The mitzvos that relate to the kedushah of the kohanim were only ever given to Aharon and his descendants. They are unique to the cohanim and relate to the kedushah of Aharon’s family. The avodah on the other hand, did not originally belong to the cohanim; had the benei yisrael not served the egel hazahav then the bechorim would have done the avodah. The avodah was given to Aharon and his descendants as a reward and as an inheritance.
Therefore, regarding the mitzvos (such as not becoming tameh or marrying a divorcee) that were uniquely given to Aharon and his sons and that relate to their kedushas kehunah, the Rambam says that a challal is a zar. A challal is not considered to be fully a spiritual heir of Aharon and therefore he does not have the full kedushah of the mishpachas hacohanim. Subsequently the mitzvos that relate to the kedushah of Aharon’s family do not apply to him.
However the avodah was something that already existed before Aharon was appointed to be the kohen gadol at all. It was given as a reward to Aharon and his descendants. Therefore as long as the challal has some of the kedushah of the family of Aharon he inherits the right to do the avodah. (He should not do the avodah lechatchilah but bedieved his avodah is kosher.)

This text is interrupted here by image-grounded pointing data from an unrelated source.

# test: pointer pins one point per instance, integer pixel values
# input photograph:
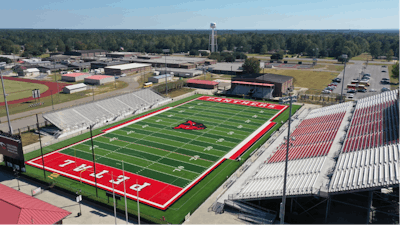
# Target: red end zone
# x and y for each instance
(151, 191)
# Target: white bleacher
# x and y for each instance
(365, 169)
(263, 93)
(104, 110)
(303, 173)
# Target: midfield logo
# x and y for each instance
(191, 125)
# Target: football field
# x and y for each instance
(161, 155)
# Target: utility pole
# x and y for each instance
(5, 101)
(137, 195)
(52, 104)
(41, 149)
(126, 205)
(283, 204)
(344, 72)
(166, 77)
(115, 208)
(94, 160)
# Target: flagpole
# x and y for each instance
(126, 206)
(137, 197)
(115, 209)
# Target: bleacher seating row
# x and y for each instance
(366, 168)
(268, 180)
(375, 122)
(103, 110)
(314, 136)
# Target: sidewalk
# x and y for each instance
(91, 214)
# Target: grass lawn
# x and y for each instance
(187, 203)
(178, 92)
(18, 89)
(338, 68)
(255, 54)
(61, 97)
(307, 78)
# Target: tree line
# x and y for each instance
(318, 44)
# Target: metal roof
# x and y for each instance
(252, 83)
(206, 82)
(98, 77)
(74, 74)
(128, 66)
(75, 86)
(19, 208)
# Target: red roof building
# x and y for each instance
(206, 84)
(74, 77)
(19, 208)
(99, 79)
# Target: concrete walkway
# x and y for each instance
(91, 214)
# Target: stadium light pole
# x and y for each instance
(166, 77)
(5, 101)
(126, 206)
(344, 72)
(283, 204)
(115, 209)
(137, 198)
(94, 161)
(40, 142)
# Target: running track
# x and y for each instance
(51, 85)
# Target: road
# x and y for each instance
(354, 71)
(28, 118)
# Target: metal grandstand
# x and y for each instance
(103, 111)
(340, 149)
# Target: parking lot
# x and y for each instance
(354, 71)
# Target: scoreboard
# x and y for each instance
(11, 149)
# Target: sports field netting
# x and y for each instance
(166, 152)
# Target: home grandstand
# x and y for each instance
(340, 149)
(103, 111)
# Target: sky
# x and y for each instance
(178, 14)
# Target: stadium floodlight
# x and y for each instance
(166, 77)
(344, 56)
(283, 203)
(5, 101)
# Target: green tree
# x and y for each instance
(194, 52)
(389, 55)
(278, 55)
(343, 59)
(264, 49)
(251, 66)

Moshe was the cohen gadol during theשבעת ימי המילואים , that means that he had the right to do the avodah during this time. We do not see from this that he had the full kedushah of the family of Aharon, as the degree of kedushah which is required to possess the right to do the avodah is less than the full kedushah of Aharon’s family.
Just as a challal has the kedushah to be able to do the avodah but does not have the kedushah that obligates him in the other mitzvos of the kohanim, such as being able to inspect tzaraas, so too Moshe had the level of kedushah that enabled him to receive the right to do the avodas kohen gadol but he was not given the full level of kedushah of Aharon that would have enabled him to inspect tzaraas and be obligated in the other mitzvos of the cohanim.
Therefore intrinsically Moshe remained a levi, not a cohen, and we can learn from the fact that he was obligated to guard the mishkan that other leviim too were obligated in this mitzvah.